The fellowship is funded by a gift from an anonymous donor made on behalf of Ella (Davis) Mazel in memory of her brother, Harry M. Davis, a science journalist and a Nieman Fellow in the class of 1941.
Science journalists from both the United States and abroad are eligible for this fellowship opportunity at Harvard, which will be offered during the 2019-2020 academic year. The Davis Fellow will have access to the many schools, labs and research centers at the university and will join a cohort of some two dozen journalists from around the world in the Nieman class of 2020.
The fellow will receive a stipend for the year and have an opportunity to take classes at other local universities, including MIT and Tufts, and to interact with the robust scientific community based in and around Greater Boston.

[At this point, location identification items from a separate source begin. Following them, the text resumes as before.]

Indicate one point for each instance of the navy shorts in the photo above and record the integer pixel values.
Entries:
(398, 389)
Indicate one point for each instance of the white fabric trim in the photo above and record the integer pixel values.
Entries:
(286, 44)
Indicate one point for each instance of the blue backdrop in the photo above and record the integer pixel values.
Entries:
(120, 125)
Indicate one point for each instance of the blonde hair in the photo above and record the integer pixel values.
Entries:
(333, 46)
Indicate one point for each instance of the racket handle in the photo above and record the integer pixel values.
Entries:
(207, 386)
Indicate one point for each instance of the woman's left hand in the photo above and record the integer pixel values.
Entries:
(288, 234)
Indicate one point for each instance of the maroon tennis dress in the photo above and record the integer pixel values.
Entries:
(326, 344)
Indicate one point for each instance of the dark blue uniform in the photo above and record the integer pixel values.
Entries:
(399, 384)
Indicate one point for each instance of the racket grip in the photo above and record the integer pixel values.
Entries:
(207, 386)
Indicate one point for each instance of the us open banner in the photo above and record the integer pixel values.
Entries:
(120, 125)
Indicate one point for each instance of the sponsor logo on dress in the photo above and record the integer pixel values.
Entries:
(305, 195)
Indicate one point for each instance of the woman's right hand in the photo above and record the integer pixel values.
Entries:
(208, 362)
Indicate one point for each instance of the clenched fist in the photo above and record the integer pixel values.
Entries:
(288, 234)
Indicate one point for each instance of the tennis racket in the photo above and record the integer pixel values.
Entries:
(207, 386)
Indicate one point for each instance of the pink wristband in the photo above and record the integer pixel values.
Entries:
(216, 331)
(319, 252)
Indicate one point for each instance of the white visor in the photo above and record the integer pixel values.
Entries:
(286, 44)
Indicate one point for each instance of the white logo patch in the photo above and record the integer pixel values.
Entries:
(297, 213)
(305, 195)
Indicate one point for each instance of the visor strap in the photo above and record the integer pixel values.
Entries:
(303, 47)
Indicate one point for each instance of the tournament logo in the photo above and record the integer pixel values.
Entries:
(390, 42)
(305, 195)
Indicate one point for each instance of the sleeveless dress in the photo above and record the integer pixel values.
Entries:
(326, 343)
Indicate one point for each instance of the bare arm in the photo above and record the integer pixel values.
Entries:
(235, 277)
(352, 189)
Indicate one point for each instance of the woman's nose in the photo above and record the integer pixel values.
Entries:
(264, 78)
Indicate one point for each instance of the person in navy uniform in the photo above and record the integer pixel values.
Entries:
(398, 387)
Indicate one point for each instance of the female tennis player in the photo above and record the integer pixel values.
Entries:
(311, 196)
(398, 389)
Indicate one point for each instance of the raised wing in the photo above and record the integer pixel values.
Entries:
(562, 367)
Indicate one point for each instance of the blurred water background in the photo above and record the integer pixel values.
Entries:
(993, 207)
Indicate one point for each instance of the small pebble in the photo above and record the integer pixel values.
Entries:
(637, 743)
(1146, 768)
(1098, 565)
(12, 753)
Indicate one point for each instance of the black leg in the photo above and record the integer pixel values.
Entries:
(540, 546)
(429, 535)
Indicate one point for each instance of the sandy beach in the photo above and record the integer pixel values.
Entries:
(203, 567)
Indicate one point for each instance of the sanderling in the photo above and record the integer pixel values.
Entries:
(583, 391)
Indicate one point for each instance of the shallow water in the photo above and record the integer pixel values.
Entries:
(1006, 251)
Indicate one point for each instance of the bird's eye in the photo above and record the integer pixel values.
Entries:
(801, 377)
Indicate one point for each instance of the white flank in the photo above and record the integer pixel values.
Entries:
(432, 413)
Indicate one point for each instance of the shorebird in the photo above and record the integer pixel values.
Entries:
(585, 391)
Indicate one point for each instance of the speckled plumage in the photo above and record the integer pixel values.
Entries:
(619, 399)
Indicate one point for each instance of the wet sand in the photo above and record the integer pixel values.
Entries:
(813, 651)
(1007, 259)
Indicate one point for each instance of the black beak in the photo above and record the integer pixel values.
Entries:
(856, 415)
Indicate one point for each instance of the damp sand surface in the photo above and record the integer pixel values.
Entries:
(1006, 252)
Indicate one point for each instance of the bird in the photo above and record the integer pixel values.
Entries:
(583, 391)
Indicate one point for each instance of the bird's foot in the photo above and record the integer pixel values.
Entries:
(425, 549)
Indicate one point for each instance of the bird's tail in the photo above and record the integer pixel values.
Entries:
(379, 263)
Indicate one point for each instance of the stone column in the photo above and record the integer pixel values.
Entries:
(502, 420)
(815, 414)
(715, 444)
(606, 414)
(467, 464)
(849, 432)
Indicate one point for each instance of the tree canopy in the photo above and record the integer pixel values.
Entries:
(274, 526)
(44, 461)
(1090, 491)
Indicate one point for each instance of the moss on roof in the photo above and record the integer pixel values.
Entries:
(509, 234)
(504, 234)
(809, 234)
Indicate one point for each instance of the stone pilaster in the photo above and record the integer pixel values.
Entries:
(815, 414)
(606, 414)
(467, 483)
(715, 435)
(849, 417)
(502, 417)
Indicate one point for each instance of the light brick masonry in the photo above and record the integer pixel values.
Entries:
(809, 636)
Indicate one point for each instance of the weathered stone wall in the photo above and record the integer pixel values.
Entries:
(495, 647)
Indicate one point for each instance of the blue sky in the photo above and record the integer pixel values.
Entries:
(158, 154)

Journalists who cover any science topic — from climate change and technology to health and medicine, artificial intelligence and beyond — may apply. Applications from international candidates are due Dec. 1, 2018; the deadline for U.S. applicants is Jan. 31, 2019. The application period for the class of 2020 will open in October 2018.
Davis, the fellowship’s namesake, was a science editor at Newsweek and a writer for The New York Times. He drowned at age 38 in the Gulf of Mexico in 1949.